European Radiology Experimental
|September 19, 2023
Summary
Radiomic analysis of T2-weighted MRI can predict severe placenta accreta spectrum (PAS) cases. This machine learning approach aids in distinguishing invasive from non-invasive PAS subtypes antenatally for improved patient care.
Area of Science:
- Radiology
- Oncology
- Medical Imaging
Background:
- Placenta accreta spectrum (PAS) is a rare but life-threatening pregnancy complication.
- Accurate prediction of PAS severity is crucial for individualized birth planning.
- Distinguishing between invasive and non-invasive PAS subtypes antenatally remains a clinical challenge.
Purpose of the Study:
- To investigate the potential of radiomic analysis of T2-weighted MRI for predicting severe PAS.
- To differentiate between histopathological subtypes of PAS using imaging features.

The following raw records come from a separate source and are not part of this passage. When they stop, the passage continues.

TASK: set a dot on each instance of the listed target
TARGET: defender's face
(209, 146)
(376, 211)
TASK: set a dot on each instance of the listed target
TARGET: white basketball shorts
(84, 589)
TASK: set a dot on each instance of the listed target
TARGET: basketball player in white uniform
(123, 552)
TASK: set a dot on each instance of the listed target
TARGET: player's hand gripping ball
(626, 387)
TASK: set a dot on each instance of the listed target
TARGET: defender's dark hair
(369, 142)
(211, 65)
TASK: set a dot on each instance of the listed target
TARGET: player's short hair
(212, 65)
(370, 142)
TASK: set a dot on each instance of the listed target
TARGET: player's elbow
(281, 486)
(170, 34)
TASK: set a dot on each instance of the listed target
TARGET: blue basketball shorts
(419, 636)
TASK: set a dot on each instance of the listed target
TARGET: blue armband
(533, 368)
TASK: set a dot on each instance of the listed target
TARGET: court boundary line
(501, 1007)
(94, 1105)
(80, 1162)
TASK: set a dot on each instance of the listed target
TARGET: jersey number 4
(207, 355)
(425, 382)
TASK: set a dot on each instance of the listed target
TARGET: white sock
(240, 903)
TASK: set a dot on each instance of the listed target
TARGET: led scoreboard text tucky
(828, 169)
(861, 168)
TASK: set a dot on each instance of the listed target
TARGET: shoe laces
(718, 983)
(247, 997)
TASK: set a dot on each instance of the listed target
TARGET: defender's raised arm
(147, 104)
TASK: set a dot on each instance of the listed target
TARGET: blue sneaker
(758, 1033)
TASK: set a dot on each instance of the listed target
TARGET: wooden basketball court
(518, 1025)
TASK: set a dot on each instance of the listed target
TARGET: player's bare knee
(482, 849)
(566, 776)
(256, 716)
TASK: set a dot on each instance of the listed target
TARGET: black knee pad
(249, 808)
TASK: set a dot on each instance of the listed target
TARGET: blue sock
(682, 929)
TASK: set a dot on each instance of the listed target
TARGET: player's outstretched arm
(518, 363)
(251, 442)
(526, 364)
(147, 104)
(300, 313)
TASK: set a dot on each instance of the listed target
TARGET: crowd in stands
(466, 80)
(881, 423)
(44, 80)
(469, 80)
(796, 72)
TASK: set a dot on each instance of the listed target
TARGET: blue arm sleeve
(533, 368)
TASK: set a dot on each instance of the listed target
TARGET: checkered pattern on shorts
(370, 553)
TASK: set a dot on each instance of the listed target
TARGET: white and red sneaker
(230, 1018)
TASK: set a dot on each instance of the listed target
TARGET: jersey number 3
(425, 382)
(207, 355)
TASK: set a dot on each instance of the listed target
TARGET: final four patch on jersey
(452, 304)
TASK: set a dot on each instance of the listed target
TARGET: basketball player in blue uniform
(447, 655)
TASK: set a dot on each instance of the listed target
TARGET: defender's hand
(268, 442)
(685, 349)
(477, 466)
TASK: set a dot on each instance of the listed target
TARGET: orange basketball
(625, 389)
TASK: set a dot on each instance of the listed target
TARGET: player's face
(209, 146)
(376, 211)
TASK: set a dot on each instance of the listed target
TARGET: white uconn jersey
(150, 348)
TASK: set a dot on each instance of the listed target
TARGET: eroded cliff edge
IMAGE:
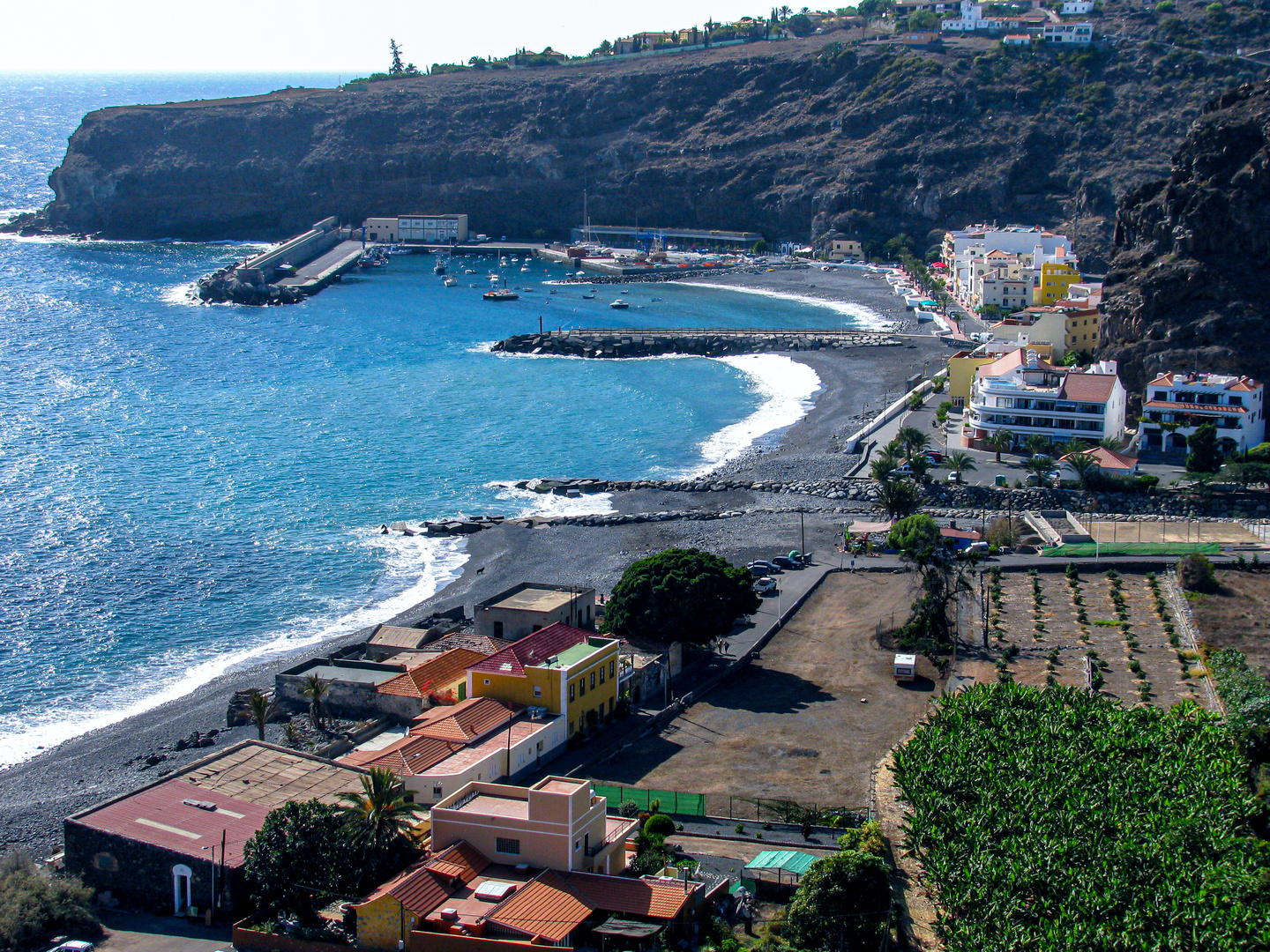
(790, 138)
(1188, 286)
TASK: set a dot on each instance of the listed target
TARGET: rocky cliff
(1188, 287)
(794, 140)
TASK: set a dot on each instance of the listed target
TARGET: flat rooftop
(362, 675)
(536, 598)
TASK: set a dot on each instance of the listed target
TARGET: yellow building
(1054, 282)
(566, 671)
(964, 363)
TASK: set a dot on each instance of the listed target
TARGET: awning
(629, 928)
(790, 861)
(865, 528)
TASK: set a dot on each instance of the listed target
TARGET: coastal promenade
(653, 342)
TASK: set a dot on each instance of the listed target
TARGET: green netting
(671, 801)
(1109, 548)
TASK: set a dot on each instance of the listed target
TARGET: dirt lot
(1238, 616)
(791, 725)
(1169, 531)
(1052, 639)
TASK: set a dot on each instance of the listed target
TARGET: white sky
(319, 36)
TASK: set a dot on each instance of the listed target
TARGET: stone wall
(704, 343)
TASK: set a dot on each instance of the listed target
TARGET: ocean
(185, 487)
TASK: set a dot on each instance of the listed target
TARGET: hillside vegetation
(796, 138)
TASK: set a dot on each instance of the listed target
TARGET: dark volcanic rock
(796, 140)
(1188, 287)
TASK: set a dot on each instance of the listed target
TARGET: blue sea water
(188, 487)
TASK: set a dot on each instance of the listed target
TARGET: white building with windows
(1067, 32)
(1025, 395)
(1185, 401)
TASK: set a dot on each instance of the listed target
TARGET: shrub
(1195, 573)
(660, 825)
(34, 905)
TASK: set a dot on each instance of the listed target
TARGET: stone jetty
(601, 343)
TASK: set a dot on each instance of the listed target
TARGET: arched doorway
(182, 882)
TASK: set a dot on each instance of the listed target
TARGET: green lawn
(1109, 548)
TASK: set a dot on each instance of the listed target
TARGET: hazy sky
(351, 37)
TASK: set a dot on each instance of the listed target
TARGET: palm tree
(262, 707)
(380, 816)
(1000, 441)
(1039, 466)
(883, 467)
(315, 689)
(1085, 466)
(900, 498)
(960, 462)
(1038, 444)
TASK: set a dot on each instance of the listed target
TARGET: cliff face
(794, 140)
(1188, 287)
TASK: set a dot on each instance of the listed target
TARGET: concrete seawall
(602, 343)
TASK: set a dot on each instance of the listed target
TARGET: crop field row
(1109, 628)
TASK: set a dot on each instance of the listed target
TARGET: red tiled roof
(464, 723)
(533, 651)
(461, 861)
(432, 675)
(1094, 387)
(159, 816)
(544, 908)
(407, 756)
(417, 889)
(655, 899)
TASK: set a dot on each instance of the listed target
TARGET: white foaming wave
(182, 294)
(787, 387)
(550, 504)
(865, 317)
(424, 564)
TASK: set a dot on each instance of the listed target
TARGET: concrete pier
(602, 343)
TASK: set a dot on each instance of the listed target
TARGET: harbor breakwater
(611, 343)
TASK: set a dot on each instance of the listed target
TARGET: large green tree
(302, 859)
(841, 904)
(1204, 455)
(681, 594)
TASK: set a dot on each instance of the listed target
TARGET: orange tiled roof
(545, 908)
(407, 756)
(533, 651)
(464, 723)
(432, 675)
(461, 861)
(655, 899)
(417, 889)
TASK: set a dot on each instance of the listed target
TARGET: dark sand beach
(36, 795)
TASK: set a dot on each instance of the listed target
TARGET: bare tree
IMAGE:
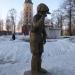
(12, 14)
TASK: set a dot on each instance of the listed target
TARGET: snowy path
(58, 57)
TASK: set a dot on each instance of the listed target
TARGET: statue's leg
(35, 63)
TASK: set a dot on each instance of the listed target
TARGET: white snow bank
(58, 56)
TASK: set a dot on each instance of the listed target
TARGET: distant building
(28, 16)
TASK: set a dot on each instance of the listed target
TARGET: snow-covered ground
(58, 56)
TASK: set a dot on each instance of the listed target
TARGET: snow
(58, 56)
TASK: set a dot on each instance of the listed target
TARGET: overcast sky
(6, 5)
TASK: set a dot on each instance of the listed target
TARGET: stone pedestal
(29, 73)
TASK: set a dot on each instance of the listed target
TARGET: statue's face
(43, 13)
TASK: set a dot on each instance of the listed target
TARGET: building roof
(28, 1)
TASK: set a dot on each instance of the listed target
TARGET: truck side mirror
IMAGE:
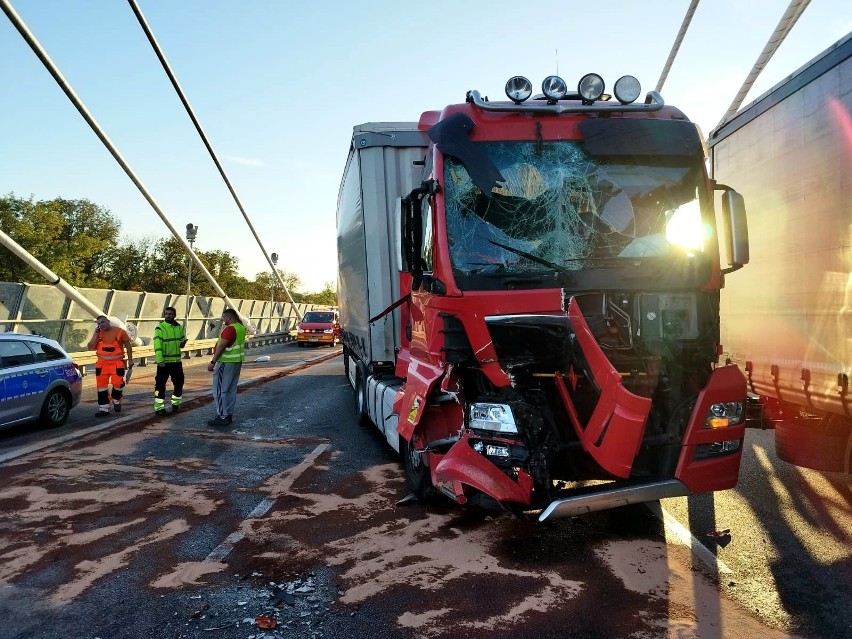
(735, 227)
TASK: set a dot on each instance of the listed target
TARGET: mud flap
(614, 431)
(463, 465)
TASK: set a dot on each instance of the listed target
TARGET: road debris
(266, 622)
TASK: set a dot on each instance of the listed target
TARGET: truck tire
(825, 446)
(417, 473)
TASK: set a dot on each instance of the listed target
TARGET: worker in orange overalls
(110, 342)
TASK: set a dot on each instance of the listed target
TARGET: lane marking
(224, 549)
(686, 538)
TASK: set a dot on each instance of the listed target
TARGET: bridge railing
(44, 310)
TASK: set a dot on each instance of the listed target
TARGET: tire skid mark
(89, 571)
(379, 550)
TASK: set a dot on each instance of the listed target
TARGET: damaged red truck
(529, 299)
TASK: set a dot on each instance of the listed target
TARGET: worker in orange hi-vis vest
(110, 342)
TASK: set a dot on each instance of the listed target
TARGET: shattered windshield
(318, 317)
(557, 207)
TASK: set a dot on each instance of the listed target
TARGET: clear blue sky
(278, 86)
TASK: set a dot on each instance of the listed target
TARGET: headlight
(627, 89)
(590, 87)
(493, 417)
(724, 414)
(554, 87)
(518, 89)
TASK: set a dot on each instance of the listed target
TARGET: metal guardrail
(193, 348)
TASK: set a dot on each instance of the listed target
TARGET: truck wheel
(417, 473)
(55, 409)
(825, 446)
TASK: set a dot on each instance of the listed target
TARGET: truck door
(611, 432)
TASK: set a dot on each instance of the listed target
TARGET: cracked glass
(558, 207)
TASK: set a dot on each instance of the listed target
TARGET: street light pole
(274, 258)
(191, 234)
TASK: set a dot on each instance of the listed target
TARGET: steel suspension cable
(676, 46)
(42, 55)
(788, 20)
(162, 58)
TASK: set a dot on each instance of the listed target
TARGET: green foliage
(71, 237)
(79, 241)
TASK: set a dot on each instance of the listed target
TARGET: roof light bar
(518, 89)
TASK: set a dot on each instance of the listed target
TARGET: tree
(264, 284)
(71, 237)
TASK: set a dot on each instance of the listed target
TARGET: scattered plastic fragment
(721, 537)
(266, 622)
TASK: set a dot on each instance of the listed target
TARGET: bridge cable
(42, 55)
(144, 24)
(676, 46)
(785, 25)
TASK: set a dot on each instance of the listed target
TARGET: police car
(38, 381)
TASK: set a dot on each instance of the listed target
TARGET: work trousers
(226, 375)
(164, 372)
(106, 373)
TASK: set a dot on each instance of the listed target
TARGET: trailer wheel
(825, 447)
(417, 472)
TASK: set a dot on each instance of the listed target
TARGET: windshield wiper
(569, 276)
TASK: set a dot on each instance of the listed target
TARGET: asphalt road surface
(293, 522)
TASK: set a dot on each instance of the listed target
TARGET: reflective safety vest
(109, 344)
(236, 351)
(167, 339)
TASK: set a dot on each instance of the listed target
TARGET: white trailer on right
(786, 318)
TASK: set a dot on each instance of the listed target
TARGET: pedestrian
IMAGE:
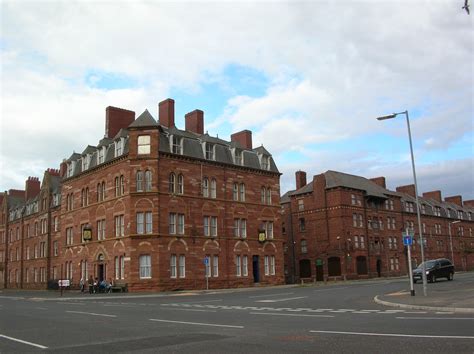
(91, 284)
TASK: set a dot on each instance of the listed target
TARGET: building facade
(152, 206)
(341, 226)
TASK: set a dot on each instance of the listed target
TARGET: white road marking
(24, 342)
(393, 335)
(435, 318)
(91, 313)
(195, 310)
(196, 323)
(287, 314)
(279, 300)
(281, 294)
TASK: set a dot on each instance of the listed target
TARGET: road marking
(91, 313)
(196, 323)
(394, 335)
(253, 297)
(435, 318)
(195, 310)
(279, 300)
(287, 314)
(24, 342)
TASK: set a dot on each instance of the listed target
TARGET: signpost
(206, 266)
(408, 241)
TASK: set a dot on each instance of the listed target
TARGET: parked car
(435, 269)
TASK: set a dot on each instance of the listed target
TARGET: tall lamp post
(451, 238)
(390, 116)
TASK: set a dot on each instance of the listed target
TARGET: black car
(435, 269)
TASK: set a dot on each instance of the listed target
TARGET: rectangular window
(145, 266)
(173, 266)
(215, 266)
(182, 266)
(267, 265)
(140, 223)
(238, 270)
(245, 271)
(143, 144)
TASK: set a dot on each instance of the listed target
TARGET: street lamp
(390, 116)
(451, 238)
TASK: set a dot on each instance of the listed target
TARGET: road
(333, 318)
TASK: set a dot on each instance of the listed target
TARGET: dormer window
(85, 162)
(176, 144)
(265, 162)
(69, 169)
(210, 151)
(144, 144)
(100, 155)
(118, 147)
(238, 157)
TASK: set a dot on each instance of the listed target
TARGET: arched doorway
(361, 264)
(334, 266)
(305, 268)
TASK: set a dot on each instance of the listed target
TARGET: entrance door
(256, 271)
(101, 271)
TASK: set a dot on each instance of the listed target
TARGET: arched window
(122, 185)
(148, 180)
(242, 192)
(205, 187)
(117, 186)
(180, 184)
(172, 183)
(139, 178)
(213, 188)
(269, 196)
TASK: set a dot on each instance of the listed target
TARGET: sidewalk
(457, 298)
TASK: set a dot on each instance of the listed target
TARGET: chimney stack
(409, 189)
(166, 113)
(116, 119)
(456, 199)
(300, 179)
(435, 195)
(244, 138)
(195, 121)
(32, 187)
(379, 181)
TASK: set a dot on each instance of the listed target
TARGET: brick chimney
(116, 119)
(456, 199)
(409, 189)
(16, 193)
(166, 113)
(32, 187)
(435, 195)
(300, 179)
(63, 168)
(195, 121)
(469, 203)
(379, 181)
(244, 138)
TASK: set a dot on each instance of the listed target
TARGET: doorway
(256, 271)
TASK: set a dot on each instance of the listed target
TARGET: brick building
(341, 226)
(150, 205)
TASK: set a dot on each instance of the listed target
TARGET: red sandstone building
(152, 206)
(341, 226)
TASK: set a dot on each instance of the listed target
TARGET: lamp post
(390, 116)
(451, 238)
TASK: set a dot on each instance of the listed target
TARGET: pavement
(456, 297)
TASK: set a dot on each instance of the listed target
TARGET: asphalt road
(328, 319)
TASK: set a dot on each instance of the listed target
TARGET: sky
(307, 78)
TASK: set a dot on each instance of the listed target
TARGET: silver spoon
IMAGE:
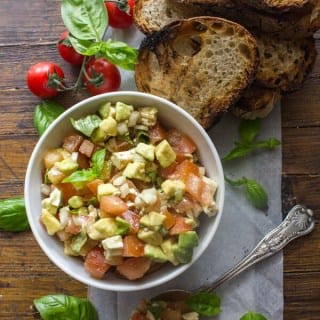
(297, 223)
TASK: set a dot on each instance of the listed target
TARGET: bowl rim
(100, 283)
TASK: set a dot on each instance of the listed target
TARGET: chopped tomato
(86, 148)
(134, 268)
(132, 246)
(134, 220)
(180, 226)
(157, 133)
(93, 185)
(72, 142)
(170, 219)
(180, 142)
(184, 169)
(68, 191)
(113, 205)
(51, 157)
(95, 263)
(199, 190)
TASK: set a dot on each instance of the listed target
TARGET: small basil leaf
(119, 53)
(85, 175)
(248, 130)
(13, 215)
(81, 46)
(98, 161)
(86, 125)
(206, 304)
(238, 152)
(45, 113)
(250, 315)
(85, 19)
(256, 194)
(63, 307)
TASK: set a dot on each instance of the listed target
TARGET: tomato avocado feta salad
(124, 193)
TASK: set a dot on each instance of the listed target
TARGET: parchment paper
(242, 226)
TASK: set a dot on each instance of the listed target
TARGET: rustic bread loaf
(203, 64)
(256, 102)
(284, 64)
(150, 15)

- To develop a predictive model for severe (FIGO grade 3) PAS.
Main Methods:
- Retrospective analysis of a prospective cohort (2018-2022) of women with histologically confirmed PAS who underwent antenatal MRI.
- Extraction of radiomic features from T2-weighted MRI sequences.
- Application of univariate and multivariate regression analyses, including a support vector machine model, to predict severe PAS (FIGO grade 3).
Main Results:
- Univariate analysis showed a sensitivity of 0.64, specificity of 0.93, accuracy of 0.58, and AUC of 0.77 for predicting severe PAS.
- A multivariate support vector machine model achieved a sensitivity of 0.30, specificity of 0.74, accuracy of 0.58, and AUC of 0.53.
- Forty-one women met the inclusion criteria for the study.
Conclusions:
- Radiomic analysis of T2-weighted MRI demonstrates potential for predicting severe PAS cases.
- The developed machine learning pipeline shows promise in classifying severe PAS subtypes antenatally.
- This imaging-based approach can contribute to safer and more individualized care planning for pregnancies affected by PAS.